Diffusion Optimization - Optimizing Smart Energy Grid in a City |

Diffusion and Stochastic Gradient Descent (SGD) optimization are fundamentally different optimization paradigms. SGD is considered to be the gold standard, leveraging classical optimization theory, while diffusion provides a decentralized process providing privacy protection. This characteristic makes diffusion optimization well-suited for a wide array of real-world applications, especially considering in this AI-world, privacy is becoming an increasing concern for society.

Let’s start with an example of a city smart energy grid and examine how well-suited diffusion is. Suppose the city has 100 smart homes, each is equipped with solar panels, smart meters, energy storage units, and a local processor. Each home (we call them an agent) wants to optimize its energy usage model. This means that they need to know how to store, consume or sell the energy back to the grid. But here comes the privacy issue. Private information about each home cannot be shared across the network, meaning there isn’t a central controller. The homes form a peer-to-peer network, where they communicate only with neighbors.

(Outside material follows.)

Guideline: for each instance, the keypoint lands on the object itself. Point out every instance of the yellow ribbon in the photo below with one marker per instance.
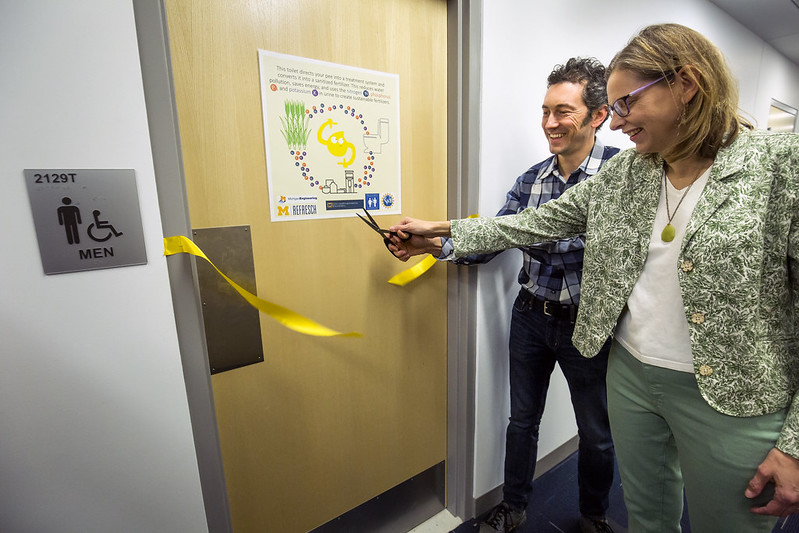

Each home (agent) $i$ would look at its current model $\theta_i^t$, compute how much the model could be improved using its own data. Then it takes a step in the opposite direction of the gradient to minimize the loss, which in turn produces an intermediate result $\psi_i^{t+1}$, before combining it with neighbors. Mathematically it looks like this:

\[\psi_i^{t+1} = \theta_i^t - \eta \nabla L_i(\theta_i^t)\]

Where:

$L_i$ is the loss function representing the cost of energy usage vs. price and availability. $\nabla$ means the gradient of the local loss function. Putting them together, $\nabla L_i(\theta_i^t)$ is the gradient of the loss function at $\theta_i^t$. It represents how the local model at node $i$ should change to reduce its own error.
$\psi_i^{t+1}$ is the intermediate model for agent $i$ after its local update at time $t+1$. This is not yet combined with neighbors’ models. Thus it is a preliminary update based only on local information. $\theta_i^t$ is the current model parameter vector of agent $i$ at time $t$. It represents its current knowledge or state.
$\eta$ is learning rate, which is usually a positive scalar that controls the step size of the update. A higher $\eta$ leads to larger changes.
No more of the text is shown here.